ADsecurity's Search and Replace ACLs tools are used to make security changes in bulk on your network. These tools have 4 main modes, which you can switch between using the Options checkboxes:

Mode Description
Search & Replace This is the default mode. Find all instances of the object in the Find what field and replace them with the object in the Replace with field.
Remove object instead of replacing Find all instances of the object in the Find what field and remove them. Ignores the Replace with field.
Add object instead of replacing Find all instances of the object in the Find what field and add the object in the Replace with field to the ACL, using the same permissions as the Find object.
Replace always Set the owner to the object in the Replace with field. Ignores the Find what field.

The Replace in options tell the tool where in the ACL to perform the action. In Search & Replace mode, the tool can replace in the Owner field, the ACL, or both. In Add and Remove mode, the tool can only replace in ACLs, and in Replace Always mode, the tool is limited to Owner fields.

The final set of controls on this page relate to creating an Undo file. Check the Create an Undo file box and specify a filename to save a record of the operations performed by the tool. Without an undo file, it is impossible to revert changes made by the Search & Replace tools.

The Locations tab allows you to limit the scope of the tool. Add locations to the grid with the Select button, delete locations with the Remove button, and modify how deep to scan each location by selecting it and choosing an option from the Scope Level button.

Analyze & Clean ACL tools



ADsecurity's Analyze and Clean ACLs tools are used to find and repair common security problems on your network. Below is a list of common security issues that ADsecurity can scan for:

Issue Reason
User/Computer names appearing in the ACL Generally, we recommend to avoid using names of specific accounts in permissions. If the account is deleted, or changes roles within your organization, it can be painful to change the security rights to match. Instead, we recommend that groups be created to represent security roles (eg. Domain Admins, HelpDesk Workers) and security rights be set using these role groups. ADsecurity can scan for and warn you of any objects with individual user or computer accounts in the ACL.
User/Computer names appearing in the Owner Field This is recommended against for the same reason as above.
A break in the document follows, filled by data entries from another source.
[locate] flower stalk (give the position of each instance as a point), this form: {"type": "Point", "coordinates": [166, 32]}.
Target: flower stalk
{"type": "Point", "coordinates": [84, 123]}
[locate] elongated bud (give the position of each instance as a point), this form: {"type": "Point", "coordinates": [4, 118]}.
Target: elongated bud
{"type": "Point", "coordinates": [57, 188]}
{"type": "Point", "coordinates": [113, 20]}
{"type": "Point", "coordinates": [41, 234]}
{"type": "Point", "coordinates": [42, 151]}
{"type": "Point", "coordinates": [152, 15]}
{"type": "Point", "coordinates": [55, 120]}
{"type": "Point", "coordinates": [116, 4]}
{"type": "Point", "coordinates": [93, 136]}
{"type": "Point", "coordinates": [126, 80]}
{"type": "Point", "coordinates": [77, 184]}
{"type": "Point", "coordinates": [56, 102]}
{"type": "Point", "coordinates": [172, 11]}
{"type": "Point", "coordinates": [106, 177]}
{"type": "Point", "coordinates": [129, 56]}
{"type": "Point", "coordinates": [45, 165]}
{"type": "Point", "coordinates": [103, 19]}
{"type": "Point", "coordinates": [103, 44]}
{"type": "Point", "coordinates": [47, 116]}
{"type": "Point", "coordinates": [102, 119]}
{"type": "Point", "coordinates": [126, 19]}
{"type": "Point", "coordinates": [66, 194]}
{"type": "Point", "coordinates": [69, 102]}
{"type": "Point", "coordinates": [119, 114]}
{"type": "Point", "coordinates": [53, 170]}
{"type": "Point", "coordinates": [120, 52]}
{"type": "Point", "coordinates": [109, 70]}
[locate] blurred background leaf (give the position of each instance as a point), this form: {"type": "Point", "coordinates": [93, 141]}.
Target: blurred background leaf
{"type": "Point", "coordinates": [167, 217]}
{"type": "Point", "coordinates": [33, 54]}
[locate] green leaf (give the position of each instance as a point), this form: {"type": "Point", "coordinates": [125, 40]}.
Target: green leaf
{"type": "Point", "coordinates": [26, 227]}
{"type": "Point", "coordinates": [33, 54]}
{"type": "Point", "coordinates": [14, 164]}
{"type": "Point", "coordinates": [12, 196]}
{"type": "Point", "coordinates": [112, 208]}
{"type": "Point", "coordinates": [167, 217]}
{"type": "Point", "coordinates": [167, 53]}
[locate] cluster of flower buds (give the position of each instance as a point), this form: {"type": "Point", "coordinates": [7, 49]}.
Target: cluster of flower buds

It is preferable to use groups to assign security rights.
Check for empty ACLs Empty ACLs will deny access to all users.
Check for missing ACLs Missing ACLs will allow access to all users.
Check for deleted objects in ACEs When individual user accounts are included on the ACL, they can leave behind remnants if the user is moved or deleted. ADsecurity can check for deleted objects in ACLs and remove them.
Check for unknown SIDs in ACEs Unknown SIDs may refer to previously deleted accounts. In this case, it is safe to remove them from any ACLs on your network.

ADsecurity can remove deleted objects from ACEs and/or remove unknown SIDs from ACEs. To do this, check the corresponding boxes in the Clean ACLs section and click the Run button to proceed. We recommend that you create an Undo file so that you can revert the changes in case the changes you make cause problems.

Like in the Search & Replace tools, the Locations tab allows you to limit the scope of the tool. Add locations to the grid with the Select button, delete locations with the Remove button, and modify how deep to scan each location by selecting it and choosing an option from the Scope Level button. After the search locations are finalized, click Run to run the tool. Tools can be run on a schedule by selecting Run Later off of the Run dropdown, or run in simulation mode with the Run Simulation option. Running a simulation will show the output as running normally would, however no changes will occur.